U.S. officials working on the diplomacy and intelligence components of the new war tell The Daily Beast that Ankara is still prohibiting the United States from flying manned aircraft from the U.S. airbase in Incirlik, Turkey. Instead, the Turks are allowing only drones to take off from the base.
“They are letting us do a ton of signals work,” a U.S. official working the issue said, using military jargon for the interception of hostile communications. “They have not objected to just about anything on the surveillance side. The fights have been about manned aircraft coming in and out.” The dispute over flying the manned aircraft has been a source of considerable tensions behind the scenes since the U.S. campaign against ISIS began in August. But the outlines of that dispute spilled out into the open this week.

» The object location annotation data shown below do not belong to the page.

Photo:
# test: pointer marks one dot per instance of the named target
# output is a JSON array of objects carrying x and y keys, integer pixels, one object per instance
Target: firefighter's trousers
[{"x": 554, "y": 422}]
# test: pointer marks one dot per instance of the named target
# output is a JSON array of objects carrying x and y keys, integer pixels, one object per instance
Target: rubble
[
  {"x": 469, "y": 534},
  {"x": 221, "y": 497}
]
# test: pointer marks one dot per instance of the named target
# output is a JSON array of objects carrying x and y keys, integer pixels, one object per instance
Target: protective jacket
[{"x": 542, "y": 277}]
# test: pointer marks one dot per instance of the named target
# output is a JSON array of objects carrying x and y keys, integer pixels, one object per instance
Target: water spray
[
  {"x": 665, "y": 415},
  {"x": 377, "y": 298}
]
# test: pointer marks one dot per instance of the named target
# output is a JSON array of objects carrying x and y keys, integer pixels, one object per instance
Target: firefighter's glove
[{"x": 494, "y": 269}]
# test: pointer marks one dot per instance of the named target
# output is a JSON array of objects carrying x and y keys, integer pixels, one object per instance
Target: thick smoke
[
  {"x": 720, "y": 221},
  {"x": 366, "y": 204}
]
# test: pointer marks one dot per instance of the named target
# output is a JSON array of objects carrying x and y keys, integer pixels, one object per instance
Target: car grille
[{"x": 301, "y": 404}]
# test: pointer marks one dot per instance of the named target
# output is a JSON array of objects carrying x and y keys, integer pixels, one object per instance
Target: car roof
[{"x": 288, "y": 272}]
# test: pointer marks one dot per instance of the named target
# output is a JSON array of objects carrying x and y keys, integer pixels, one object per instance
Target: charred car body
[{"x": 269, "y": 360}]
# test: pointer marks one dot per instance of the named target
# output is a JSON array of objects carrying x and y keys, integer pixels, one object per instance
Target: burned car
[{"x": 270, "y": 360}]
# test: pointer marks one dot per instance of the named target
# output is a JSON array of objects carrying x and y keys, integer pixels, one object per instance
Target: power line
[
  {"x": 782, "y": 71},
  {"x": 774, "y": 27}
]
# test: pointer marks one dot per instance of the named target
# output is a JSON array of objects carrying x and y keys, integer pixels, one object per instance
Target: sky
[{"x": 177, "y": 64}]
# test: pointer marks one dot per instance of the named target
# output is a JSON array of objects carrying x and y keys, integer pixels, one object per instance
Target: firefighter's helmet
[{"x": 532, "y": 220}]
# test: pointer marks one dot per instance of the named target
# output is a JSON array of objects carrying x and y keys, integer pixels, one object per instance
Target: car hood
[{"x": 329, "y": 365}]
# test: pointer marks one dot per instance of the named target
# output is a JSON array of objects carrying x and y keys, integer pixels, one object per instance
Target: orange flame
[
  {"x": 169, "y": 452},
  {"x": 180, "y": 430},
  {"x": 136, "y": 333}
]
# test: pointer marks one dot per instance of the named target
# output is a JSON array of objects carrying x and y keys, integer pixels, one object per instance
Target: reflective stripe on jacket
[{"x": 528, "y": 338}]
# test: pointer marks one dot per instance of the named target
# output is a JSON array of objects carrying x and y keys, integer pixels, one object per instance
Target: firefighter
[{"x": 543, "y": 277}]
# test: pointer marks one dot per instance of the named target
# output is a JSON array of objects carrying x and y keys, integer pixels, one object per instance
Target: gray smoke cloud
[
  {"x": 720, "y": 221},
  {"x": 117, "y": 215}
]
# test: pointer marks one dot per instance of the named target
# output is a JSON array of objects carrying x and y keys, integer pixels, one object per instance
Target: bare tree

National Security Advisor Susan Rice said Oct. 13 on Meet the Press that Turkey had agreed to let its bases be used in the fight against ISIS, but several senior Turkish officials rushed to deny Rice’s claim. “There is no decision at the moment concerning Incirlik or any other issue,” Turkish foreign minister Mevlut Cavusoglu said the next day. Turkey has publicly called for a no-fly zone and for airstrikes against the Assad regime. …
The Turkish press has also reported that some drones are flying out of Turkey. “There are activities that we are already undertaking jointly from Incirlik, concerning Iraq: the Predators, the reconnaissance flights can continue,” Turkish prime minister Ahmet Davutoglu told Milliyet earlier this month, referring to unmanned aerial vehicles. “But as a base for a more extensive operation — if they are expecting the contribution of any country — we have already made our position clear: there has to be a no-fly zone and a safe haven must be declared,” he said.